Atak nożownika na Rondzie Rataje: policja szuka świadków
Szczególnie poszukiwany jest młody mężczyzna, który pomógł zaatakowanemu człowiekowi.
O ataku nożownika na przejściu dla pieszych przy Rondzie Rataje pisaliśmy już w kwietniu. Konkretnie 21 kwietnia około 9.20 mężczyzna zaatakował przypadkowego człowieka nożem. Ranny trafił do szpitala, a napastnik został szybko zatrzymany przez policję. Już w kwietniu policjanci wyjaśniali, że rannych może być więcej i mogą oni zgłaszać się do policjantów.
Dziś funkcjonariusze wracają do tej sprawy. Jak wskazują, w obronie zaatakowanego 51-latka stanął inny mężczyzna. - Pomiędzy nim, a sprawcą doszło do szarpaniny. Po kilkunastu sekundach napastnik oddalił się z miejsca zdarzenia w kierunku przystanku tramwajowego, a po krótkim czasie został zatrzymany przez policjantów. Funkcjonariusze z Wydziału Dochodzeniowo - Śledczego Komendy Miejskiej Policji w Poznaniu w dalszym ciągu prowadzą czynności zmierzające do ustalenia wszystkich okoliczności tego przestępstwa - wyjaśnia Marta Mróz z poznańskiej policji.

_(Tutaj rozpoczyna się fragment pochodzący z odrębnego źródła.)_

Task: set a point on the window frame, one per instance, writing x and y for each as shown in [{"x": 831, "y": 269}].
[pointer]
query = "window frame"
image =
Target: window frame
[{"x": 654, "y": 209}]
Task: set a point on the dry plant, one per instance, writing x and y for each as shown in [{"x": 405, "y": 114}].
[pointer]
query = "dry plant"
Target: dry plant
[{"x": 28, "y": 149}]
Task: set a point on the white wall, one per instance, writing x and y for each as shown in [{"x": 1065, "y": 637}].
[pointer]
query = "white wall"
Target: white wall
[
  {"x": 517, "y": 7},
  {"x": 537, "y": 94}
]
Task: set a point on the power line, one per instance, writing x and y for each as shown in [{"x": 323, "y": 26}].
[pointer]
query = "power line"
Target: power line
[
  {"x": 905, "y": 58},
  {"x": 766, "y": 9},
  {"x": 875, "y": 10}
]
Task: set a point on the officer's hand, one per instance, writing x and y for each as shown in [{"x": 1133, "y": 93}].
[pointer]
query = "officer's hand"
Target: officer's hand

Policjanci proszą o kontakt wszystkie osoby, które były świadkami tego zdarzenia. - A szczególnie młodego mężczyznę, który udzielił bezpośredniej pomocy pokrzywdzonemu. Niewykluczone, że sam również mógł zostać ranny. Prokurator nadzorujący postępowanie podjął decyzję o publikacji jego wizerunku ze względu na to, że może on mieć informacje mające istotne znaczenie dla sprawy. Mężczyzna ma około 30 lat, 175 cm wzrostu, jest szczupłej budowy ciała i ma ciemne włosy. W dniu zdarzenia ubrany był w ciemną kurtkę z kapturem, czarne spodnie, ciemne buty sportowe z białą podeszwą, a na plecach miał założony plecak - dodaje.
Z policjantami można się kontaktować pod numerami 47 77 150 89, 47 77 130 90 lub 47 77 156 13 - czynny całą dobę.
Przypomnijmy, że 21-letni nożownik, poznaniak, usłyszał zarzut usiłowania zabójstwa. Do poszkodowanego mężczyzny miał wykrzykiwać żądania wydania jakiejś aplikacji. Trafił do aresztu. Grozi mu nawet dożywocie.